Racibórz • 1 grudnia 1919 r.

Od Wydawnictwa

Z dniem dzisiejszym przeszło wydawnictwo „Nowin Raciborskich” w Raciborzu na własność długoletniego naszego współpracownika, p. Józefa Palędzkiego. Nabywcy staropolskie „Szczęść Boże!” na polu pracy narodowej!.

„Katolik”, Spółka z ogr.

por. w Bytomiu

Praca przez lud dla ludu

Przejmując „Nowiny Raciborskie” na własność powstrzymuję się od kreślenia długiego programu, uważając, iż jedna jest tylko droga dla polskiego dziennikarza i to: praca przez lud dla ludu.
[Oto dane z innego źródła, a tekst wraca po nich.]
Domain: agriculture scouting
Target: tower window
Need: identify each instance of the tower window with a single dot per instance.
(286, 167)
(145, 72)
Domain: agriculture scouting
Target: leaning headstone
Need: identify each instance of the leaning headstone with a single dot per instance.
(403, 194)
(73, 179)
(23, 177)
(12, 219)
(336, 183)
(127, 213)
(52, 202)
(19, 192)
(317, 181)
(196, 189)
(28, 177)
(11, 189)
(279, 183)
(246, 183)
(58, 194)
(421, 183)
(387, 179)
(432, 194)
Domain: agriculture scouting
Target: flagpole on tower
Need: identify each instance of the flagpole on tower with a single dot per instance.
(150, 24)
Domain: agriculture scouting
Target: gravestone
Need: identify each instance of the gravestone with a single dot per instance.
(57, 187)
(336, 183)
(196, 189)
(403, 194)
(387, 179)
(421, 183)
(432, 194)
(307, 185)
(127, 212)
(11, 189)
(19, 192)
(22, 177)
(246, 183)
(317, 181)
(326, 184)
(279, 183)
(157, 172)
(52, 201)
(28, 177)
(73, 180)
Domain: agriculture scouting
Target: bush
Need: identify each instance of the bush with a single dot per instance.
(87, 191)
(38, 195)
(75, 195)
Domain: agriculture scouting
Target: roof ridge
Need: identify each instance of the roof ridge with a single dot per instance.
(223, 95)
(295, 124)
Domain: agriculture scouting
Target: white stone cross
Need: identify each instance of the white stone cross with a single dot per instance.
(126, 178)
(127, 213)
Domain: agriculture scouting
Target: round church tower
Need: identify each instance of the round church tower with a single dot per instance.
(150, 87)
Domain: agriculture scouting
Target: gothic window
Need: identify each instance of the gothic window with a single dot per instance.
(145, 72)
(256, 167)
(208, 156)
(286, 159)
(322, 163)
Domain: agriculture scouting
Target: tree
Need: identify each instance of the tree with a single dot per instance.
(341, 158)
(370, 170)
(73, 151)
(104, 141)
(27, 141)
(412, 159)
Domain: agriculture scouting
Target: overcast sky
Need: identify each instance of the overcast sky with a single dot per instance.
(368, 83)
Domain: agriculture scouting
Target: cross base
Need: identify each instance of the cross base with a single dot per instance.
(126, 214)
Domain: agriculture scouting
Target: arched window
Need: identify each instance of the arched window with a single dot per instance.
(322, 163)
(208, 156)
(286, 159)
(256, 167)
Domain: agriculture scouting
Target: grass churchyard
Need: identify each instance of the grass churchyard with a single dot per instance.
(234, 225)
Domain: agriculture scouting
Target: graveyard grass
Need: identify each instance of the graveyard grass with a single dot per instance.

Podczas blisko 30-letniej pracy redaktorskiej, w tem przez 15 lat w Raciborzu, wierny temu hasłu, stać będę i nadal na straży najświętszych praw polskiego katolickiego ludu. Zwłaszcza w czasie zbliżającego się plebiscytu walczyć będę o polskość Górnego Śląska i o przyłączenie go do Polski. Budzić ducha narodowego w braci ospałej, krzepić wątpiących, popierać wszystko, co dobre i wzniosłe – będzie mojem dążeniem. W tej pracy dopomóż mi Bóg!

Przyjaciół i zwolenników proszę gorąco o poparcie.

Józef Palędzki, redaktor.

Bandycki napad w Studziennej

Racibórz. W sąsiedniej Studziennej bandyci zastrzelili w nocy na czwartek przez okno gospodarza Walentego Wyciska w jego izbie sypialnej, potem weszli do mieszkania, grozili żonie zastrzeleniem, i zrabowawszy wielką sumę pieniędzy, poszli sobie dalej. Przypuszcza się, że bandyci przyszli od strony Sudołu. W Sudole bowiem niepokoili bandyci tej samej nocy gospodarza Tomasza Tchórza, ale zostali spłoszeni.